The typical symptoms, which may occur individually, are:

  • Frequent urination, bedwetting in children

  • Feeling constantly thirsty

  • Feeling constantly hungry

  • Lack of energy, feeling very weak, sleepy, fatigue

  • Nausea, vomiting, pain in the abdomen

  • Sudden, unexpected weight loss

  • Blurred vision

For most people, the onset of type 1 diabetes occurs suddenly, often resulting in a trip to the emergency room with life-threatening complications such as diabetic ketoacidosis (DKA).

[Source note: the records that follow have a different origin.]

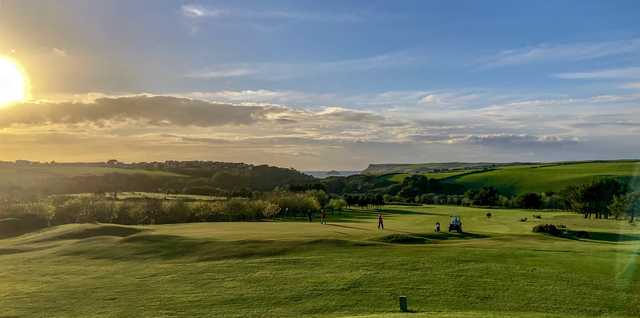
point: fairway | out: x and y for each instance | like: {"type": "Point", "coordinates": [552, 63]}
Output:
{"type": "Point", "coordinates": [348, 268]}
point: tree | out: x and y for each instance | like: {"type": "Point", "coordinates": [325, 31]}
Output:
{"type": "Point", "coordinates": [626, 205]}
{"type": "Point", "coordinates": [594, 199]}
{"type": "Point", "coordinates": [337, 204]}
{"type": "Point", "coordinates": [486, 196]}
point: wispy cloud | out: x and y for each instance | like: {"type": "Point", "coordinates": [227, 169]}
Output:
{"type": "Point", "coordinates": [562, 52]}
{"type": "Point", "coordinates": [281, 71]}
{"type": "Point", "coordinates": [195, 11]}
{"type": "Point", "coordinates": [612, 73]}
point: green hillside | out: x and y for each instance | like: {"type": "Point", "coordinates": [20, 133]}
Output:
{"type": "Point", "coordinates": [554, 177]}
{"type": "Point", "coordinates": [347, 268]}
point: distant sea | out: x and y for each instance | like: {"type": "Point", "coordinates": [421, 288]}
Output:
{"type": "Point", "coordinates": [333, 173]}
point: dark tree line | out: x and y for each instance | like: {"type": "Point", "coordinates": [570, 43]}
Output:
{"type": "Point", "coordinates": [364, 200]}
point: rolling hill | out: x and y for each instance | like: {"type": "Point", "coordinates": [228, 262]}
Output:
{"type": "Point", "coordinates": [514, 178]}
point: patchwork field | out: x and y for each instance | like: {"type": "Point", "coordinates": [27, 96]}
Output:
{"type": "Point", "coordinates": [347, 268]}
{"type": "Point", "coordinates": [28, 176]}
{"type": "Point", "coordinates": [517, 179]}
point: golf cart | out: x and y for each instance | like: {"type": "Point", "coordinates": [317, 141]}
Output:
{"type": "Point", "coordinates": [455, 224]}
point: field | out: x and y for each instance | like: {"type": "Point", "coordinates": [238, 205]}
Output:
{"type": "Point", "coordinates": [517, 179]}
{"type": "Point", "coordinates": [399, 177]}
{"type": "Point", "coordinates": [34, 175]}
{"type": "Point", "coordinates": [497, 268]}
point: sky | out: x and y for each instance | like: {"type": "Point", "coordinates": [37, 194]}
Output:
{"type": "Point", "coordinates": [318, 85]}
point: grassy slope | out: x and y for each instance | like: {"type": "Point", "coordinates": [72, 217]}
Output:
{"type": "Point", "coordinates": [27, 175]}
{"type": "Point", "coordinates": [294, 269]}
{"type": "Point", "coordinates": [399, 177]}
{"type": "Point", "coordinates": [518, 179]}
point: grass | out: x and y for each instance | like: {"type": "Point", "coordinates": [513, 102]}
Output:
{"type": "Point", "coordinates": [497, 268]}
{"type": "Point", "coordinates": [30, 176]}
{"type": "Point", "coordinates": [399, 177]}
{"type": "Point", "coordinates": [518, 179]}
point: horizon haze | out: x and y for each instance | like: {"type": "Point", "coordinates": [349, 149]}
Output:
{"type": "Point", "coordinates": [332, 85]}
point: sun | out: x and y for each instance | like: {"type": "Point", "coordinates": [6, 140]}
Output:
{"type": "Point", "coordinates": [13, 82]}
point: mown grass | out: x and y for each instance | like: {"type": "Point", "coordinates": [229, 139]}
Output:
{"type": "Point", "coordinates": [498, 268]}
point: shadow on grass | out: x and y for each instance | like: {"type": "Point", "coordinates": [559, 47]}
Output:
{"type": "Point", "coordinates": [102, 230]}
{"type": "Point", "coordinates": [170, 247]}
{"type": "Point", "coordinates": [612, 237]}
{"type": "Point", "coordinates": [425, 238]}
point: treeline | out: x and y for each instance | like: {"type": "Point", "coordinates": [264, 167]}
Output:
{"type": "Point", "coordinates": [602, 198]}
{"type": "Point", "coordinates": [58, 210]}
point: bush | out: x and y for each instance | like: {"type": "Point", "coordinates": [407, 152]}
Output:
{"type": "Point", "coordinates": [547, 228]}
{"type": "Point", "coordinates": [582, 234]}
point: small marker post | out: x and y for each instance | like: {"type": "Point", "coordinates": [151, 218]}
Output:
{"type": "Point", "coordinates": [403, 304]}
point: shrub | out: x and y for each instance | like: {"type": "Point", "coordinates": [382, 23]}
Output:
{"type": "Point", "coordinates": [582, 234]}
{"type": "Point", "coordinates": [547, 228]}
{"type": "Point", "coordinates": [337, 204]}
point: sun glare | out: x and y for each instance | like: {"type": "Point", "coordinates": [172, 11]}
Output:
{"type": "Point", "coordinates": [13, 82]}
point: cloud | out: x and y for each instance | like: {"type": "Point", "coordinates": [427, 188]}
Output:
{"type": "Point", "coordinates": [156, 127]}
{"type": "Point", "coordinates": [152, 110]}
{"type": "Point", "coordinates": [194, 11]}
{"type": "Point", "coordinates": [517, 140]}
{"type": "Point", "coordinates": [222, 73]}
{"type": "Point", "coordinates": [59, 52]}
{"type": "Point", "coordinates": [562, 52]}
{"type": "Point", "coordinates": [635, 85]}
{"type": "Point", "coordinates": [283, 71]}
{"type": "Point", "coordinates": [612, 73]}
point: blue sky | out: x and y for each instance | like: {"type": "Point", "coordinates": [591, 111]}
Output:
{"type": "Point", "coordinates": [335, 84]}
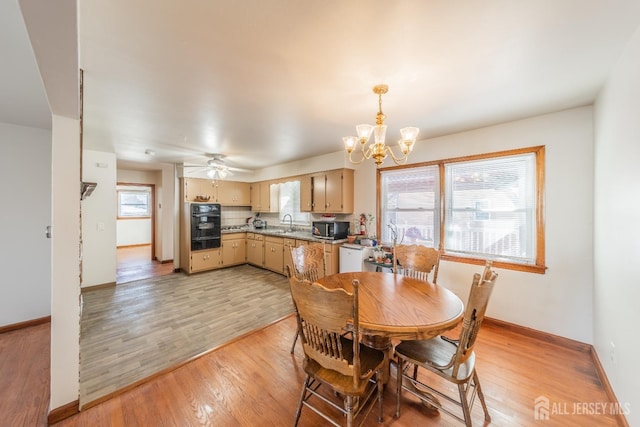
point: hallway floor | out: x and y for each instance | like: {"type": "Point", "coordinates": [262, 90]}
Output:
{"type": "Point", "coordinates": [135, 263]}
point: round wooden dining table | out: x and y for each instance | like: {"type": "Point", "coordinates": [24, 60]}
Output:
{"type": "Point", "coordinates": [395, 306]}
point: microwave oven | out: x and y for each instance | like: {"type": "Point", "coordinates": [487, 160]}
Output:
{"type": "Point", "coordinates": [333, 230]}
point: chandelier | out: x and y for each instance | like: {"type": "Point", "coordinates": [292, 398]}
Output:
{"type": "Point", "coordinates": [378, 150]}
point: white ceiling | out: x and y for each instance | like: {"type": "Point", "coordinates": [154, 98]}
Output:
{"type": "Point", "coordinates": [267, 82]}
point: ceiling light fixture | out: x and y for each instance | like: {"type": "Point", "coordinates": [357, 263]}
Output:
{"type": "Point", "coordinates": [378, 150]}
{"type": "Point", "coordinates": [217, 173]}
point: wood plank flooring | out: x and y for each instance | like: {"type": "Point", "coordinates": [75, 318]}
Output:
{"type": "Point", "coordinates": [254, 381]}
{"type": "Point", "coordinates": [132, 331]}
{"type": "Point", "coordinates": [135, 263]}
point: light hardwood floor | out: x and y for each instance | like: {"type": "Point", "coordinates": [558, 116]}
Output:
{"type": "Point", "coordinates": [254, 381]}
{"type": "Point", "coordinates": [134, 330]}
{"type": "Point", "coordinates": [135, 263]}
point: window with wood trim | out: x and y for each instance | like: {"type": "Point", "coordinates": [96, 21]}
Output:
{"type": "Point", "coordinates": [474, 208]}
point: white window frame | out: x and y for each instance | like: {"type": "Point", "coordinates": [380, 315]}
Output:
{"type": "Point", "coordinates": [442, 214]}
{"type": "Point", "coordinates": [289, 203]}
{"type": "Point", "coordinates": [122, 193]}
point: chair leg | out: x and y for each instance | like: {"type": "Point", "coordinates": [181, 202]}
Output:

However, the start of the disease occurs at a much earlier time when the immune system is activated and the beta cells begin to be attacked. It is not fully understood why this happens, but genetic susceptibility and an environmental trigger, such as a viral infection, can initiate the immune activation, and people with a first-degree relative with type 1 diabetes have 15x greater risk of developing type 1 diabetes.

The attack of the beta cells leads to the development of a single autoantibody, and over time, more may develop. Almost all individuals who develop two or more diabetes-related autoantibodies (stage 1 and 2) will eventually be diagnosed with T1D (stage 3).

Symptoms will most often not be present until stage 3 is reached [1].